Right now, I await the news on whether I've been accepted to graduate school. All signs point to the affirmative, but one never knows; in one reassuring correspondence, the professor at this university told me she didn't see any reason, given what she knew of my academic record, that I would be turned down. I did very well in undergraduate study, but I admit that I'm trepid, and probably unnecessarily so, when it comes to thinking of myself as someone capable of higher science.
After all, we're getting into some difficult, challenging material here--research--hypothesis and experiment design--and the mental skills required to pursue the research to a sound, academically-acceptable conclusion. I never dreamed of myself as a potential researcher, and that was probably out of that sinking fear that I sometimes get.

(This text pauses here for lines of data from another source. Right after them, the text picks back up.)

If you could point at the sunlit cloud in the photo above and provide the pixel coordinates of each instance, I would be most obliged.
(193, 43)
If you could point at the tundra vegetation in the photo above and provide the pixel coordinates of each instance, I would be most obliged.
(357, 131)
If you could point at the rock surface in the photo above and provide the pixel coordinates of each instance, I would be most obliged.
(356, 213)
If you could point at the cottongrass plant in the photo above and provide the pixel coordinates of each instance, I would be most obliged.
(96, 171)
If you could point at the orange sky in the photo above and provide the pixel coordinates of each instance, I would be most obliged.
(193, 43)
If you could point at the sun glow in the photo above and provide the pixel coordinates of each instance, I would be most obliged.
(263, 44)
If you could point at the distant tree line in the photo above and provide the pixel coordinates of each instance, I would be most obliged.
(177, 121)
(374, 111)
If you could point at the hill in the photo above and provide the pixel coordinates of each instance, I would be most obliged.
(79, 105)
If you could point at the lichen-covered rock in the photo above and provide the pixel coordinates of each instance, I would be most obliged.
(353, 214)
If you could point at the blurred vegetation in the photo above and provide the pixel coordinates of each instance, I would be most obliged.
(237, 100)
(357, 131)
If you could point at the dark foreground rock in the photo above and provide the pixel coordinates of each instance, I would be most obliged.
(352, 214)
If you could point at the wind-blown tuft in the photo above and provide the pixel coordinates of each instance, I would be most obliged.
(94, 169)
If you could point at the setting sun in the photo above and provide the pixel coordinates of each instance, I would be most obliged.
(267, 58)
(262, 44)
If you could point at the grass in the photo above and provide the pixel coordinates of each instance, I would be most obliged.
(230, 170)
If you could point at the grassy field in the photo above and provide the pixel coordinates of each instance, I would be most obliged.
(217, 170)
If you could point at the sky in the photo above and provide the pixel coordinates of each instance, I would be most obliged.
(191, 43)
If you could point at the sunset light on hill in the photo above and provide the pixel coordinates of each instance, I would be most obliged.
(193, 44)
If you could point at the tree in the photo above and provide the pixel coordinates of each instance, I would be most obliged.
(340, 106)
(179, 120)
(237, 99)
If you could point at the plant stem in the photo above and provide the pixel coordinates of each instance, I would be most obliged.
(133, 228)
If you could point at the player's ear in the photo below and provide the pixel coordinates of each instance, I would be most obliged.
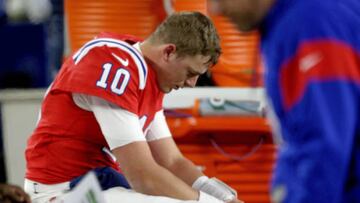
(169, 51)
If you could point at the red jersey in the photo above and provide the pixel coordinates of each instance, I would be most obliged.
(68, 141)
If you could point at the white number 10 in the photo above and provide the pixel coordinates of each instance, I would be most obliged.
(122, 76)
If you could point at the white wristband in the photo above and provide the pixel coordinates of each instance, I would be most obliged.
(206, 198)
(215, 188)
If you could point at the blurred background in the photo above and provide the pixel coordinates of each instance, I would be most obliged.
(221, 124)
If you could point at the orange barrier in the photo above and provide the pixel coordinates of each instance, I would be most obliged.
(87, 18)
(239, 64)
(236, 149)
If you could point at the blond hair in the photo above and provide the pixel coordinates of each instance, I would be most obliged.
(192, 33)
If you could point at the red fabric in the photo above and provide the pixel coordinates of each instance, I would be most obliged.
(68, 141)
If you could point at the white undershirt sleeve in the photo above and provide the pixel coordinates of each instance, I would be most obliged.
(119, 126)
(159, 128)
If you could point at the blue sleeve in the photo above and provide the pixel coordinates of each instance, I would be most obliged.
(314, 84)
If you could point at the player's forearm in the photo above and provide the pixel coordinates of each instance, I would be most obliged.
(156, 180)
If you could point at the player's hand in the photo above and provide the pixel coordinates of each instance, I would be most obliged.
(13, 194)
(236, 201)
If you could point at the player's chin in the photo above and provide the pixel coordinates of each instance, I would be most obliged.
(166, 89)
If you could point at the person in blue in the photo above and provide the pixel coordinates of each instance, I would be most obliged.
(311, 49)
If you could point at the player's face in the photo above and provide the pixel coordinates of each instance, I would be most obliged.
(181, 72)
(246, 14)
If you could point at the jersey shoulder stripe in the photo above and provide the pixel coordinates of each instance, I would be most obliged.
(133, 52)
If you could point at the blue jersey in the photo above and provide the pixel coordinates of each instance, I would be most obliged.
(311, 50)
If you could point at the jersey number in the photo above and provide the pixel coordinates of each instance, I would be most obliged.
(119, 82)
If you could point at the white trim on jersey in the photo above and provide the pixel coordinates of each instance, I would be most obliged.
(158, 128)
(119, 127)
(133, 52)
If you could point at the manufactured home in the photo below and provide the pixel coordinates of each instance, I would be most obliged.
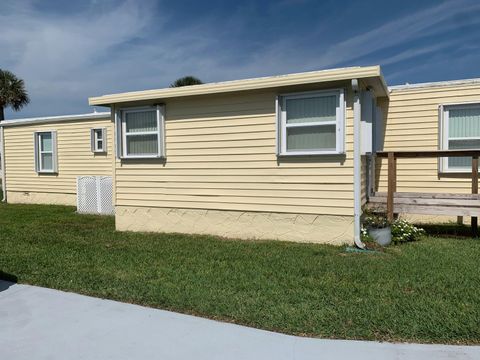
(44, 157)
(294, 157)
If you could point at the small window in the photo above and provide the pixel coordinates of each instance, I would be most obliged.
(99, 140)
(142, 133)
(461, 130)
(311, 123)
(45, 151)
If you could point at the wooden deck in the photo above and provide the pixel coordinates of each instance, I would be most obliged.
(393, 202)
(431, 204)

Somehow or another, it always comes down to math. Ha! Self-doubt as a scientist equals self-doubt at mathematics. After all, I'm the guy who stares into space when asked to quickly convert some value in my head. I go off poking around for a calculator, or else some Brainiac from the Planet Krypton computes the figure before I can mutter the first befuddled, quizzical "uh".
But then again, I am a geek--a classic oddball computer-and-science-loving nerd. I can't disappoint the inhabitants of geekdom; I can't mar the reputation of all those claiming the moniker, who have traveled the technical and academically-bound road before me. I have a high standard to live up to. Who said geeks don't feel pressure!